# Eggs Flo



## fan123 (Sep 28, 2010)

Eggs Flo

Ingredients
Basil Hollandaise Sauce (recipe follows)
4 eggs
4 3/4-inch slices of challah, brioche or egg bread
12 ounces sliced smoked turkey breast
2 cups fresh baby spinach leaves
1/4 cup shredded Asiago or Parmesan cheese (1 ounce) (optional)

Directions
1. Prepare the Basil Hollandaise Sauce. Keep warm while preparing
eggs.


2. Lightly grease a large skillet. Half fill the skillet with water.
Bring water to boiling; reduce heat to simmering (bubbles should begin
to break the surface of the water). Break one of the eggs into a dry
measuring cup. Carefully slide egg into simmering water, holding the
lip
of the cup as close to the water as possible. Repeat with remaining
eggs, allowing each egg an equal amount of space.
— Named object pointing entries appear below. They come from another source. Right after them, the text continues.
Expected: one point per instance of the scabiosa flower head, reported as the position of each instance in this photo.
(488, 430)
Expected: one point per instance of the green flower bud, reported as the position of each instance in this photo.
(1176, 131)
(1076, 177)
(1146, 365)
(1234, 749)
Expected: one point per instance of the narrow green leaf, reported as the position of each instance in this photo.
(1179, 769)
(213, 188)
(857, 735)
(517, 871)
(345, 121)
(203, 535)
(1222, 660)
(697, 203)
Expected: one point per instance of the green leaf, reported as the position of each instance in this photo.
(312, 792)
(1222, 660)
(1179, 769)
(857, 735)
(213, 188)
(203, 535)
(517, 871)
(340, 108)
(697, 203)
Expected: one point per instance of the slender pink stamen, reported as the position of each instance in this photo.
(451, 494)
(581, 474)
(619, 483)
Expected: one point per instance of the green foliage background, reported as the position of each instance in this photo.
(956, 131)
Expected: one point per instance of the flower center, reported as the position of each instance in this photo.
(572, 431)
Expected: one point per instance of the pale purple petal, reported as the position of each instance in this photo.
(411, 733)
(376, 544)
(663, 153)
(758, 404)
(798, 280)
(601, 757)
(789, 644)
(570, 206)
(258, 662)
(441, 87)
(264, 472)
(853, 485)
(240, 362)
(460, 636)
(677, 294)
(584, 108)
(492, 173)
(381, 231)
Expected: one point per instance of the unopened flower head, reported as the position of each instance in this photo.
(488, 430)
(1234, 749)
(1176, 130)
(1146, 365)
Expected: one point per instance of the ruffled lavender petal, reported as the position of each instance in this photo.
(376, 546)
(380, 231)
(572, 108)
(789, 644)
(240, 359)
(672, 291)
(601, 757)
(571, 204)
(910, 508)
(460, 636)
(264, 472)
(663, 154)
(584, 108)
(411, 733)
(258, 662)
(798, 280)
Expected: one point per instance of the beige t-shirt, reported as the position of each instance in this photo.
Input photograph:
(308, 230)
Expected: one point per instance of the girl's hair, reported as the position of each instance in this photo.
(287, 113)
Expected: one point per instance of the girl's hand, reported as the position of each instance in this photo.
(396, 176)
3. Simmer eggs, uncovered, for 3 to 5 minutes or till the whites are
completely set and yolks begin to thicken but are not hard. Remove
eggs
with a slotted spoon and place them in a large pan of warm water to
keep
them warm, if necessary.

4. Meanwhile, place bread slices and turkey slices on a large baking
sheet. Broil 3 to 4 inches from the heat for 1 to 2 minutes or till
bread is toasted. Turn bread slices and turkey slices over. Broil 1 to
2
minutes more or till bread is toasted and meat is heated through.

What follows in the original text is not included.